La base legal de esta reclamación reside en el artículo 106 de la Constitución española, el cual garantiza que todo ciudadano sea indemnizado por las lesiones sufridas en su patrimonio debido al funcionamiento de los servicios públicos. No obstante, la normativa excluye de esta responsabilidad los daños provocados por causas de fuerza mayor, tales como desastres naturales o eventos climáticos extremos.

Reclamar daños por una carretera en mal estado
Cualquier conductor que sufra, entonces, desperfectos en su vehículo debido a una carretera en mal estado puede reclamar al titular de la vía el pago o compensación económica correspondiente por los daños.
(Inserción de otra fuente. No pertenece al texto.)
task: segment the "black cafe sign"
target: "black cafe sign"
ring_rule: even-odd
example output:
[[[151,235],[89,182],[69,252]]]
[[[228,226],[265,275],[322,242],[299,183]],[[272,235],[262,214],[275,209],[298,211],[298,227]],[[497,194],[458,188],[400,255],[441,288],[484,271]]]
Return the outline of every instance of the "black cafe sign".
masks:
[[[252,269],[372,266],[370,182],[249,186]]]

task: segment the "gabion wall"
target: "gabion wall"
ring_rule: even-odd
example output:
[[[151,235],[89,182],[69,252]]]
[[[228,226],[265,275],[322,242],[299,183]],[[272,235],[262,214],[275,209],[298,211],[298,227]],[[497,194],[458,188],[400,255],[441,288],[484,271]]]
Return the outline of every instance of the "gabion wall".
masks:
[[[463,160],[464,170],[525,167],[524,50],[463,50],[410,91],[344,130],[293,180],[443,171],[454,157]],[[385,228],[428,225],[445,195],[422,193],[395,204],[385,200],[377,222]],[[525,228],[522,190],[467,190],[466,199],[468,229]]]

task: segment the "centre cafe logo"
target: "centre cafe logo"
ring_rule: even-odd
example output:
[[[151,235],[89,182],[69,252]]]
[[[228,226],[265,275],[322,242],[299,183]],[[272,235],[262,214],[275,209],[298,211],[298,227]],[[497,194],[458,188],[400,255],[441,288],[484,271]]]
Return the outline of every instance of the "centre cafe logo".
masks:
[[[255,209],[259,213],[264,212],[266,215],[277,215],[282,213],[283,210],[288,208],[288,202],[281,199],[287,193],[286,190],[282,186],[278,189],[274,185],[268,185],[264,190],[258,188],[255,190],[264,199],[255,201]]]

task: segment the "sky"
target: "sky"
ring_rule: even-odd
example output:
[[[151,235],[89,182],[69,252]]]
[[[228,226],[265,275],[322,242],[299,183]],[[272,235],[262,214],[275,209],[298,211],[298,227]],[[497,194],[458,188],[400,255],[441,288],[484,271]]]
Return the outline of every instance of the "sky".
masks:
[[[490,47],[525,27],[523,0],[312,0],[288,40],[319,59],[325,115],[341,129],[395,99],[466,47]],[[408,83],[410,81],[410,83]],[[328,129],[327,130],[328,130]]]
Desde el RACE explican el paso a paso.
- Identificar al titular de la vía: el responsable de los daños o lesiones ocasionados a las personas o vehículos será el titular de la carretera, que puede ser el Estado, una comunidad autónoma, una diputación provincial o un ayuntamiento.
- Reunir testigos y pruebas: es importante presentar testigos del suceso, la factura de la reparación, el informe médico, etc. El daño debe ser una consecuencia directa del estado del asfalto.

Además de estos pasos, también se puede solicitar ayuda a entidades especializadas. Desde asociaciones de consumidores hasta servicios jurídicos, es fundamental pedir la asistencia necesaria a las organizaciones que están acostumbradas a trabajar en estos ámbitos.
Otro consejo es utilizar las redes sociales. A través de los perfiles de las administraciones públicas, como la DGT o el titular de la carretera, se puede encontrar el apartado de quejas y sugerencias o un formulario de contacto directo.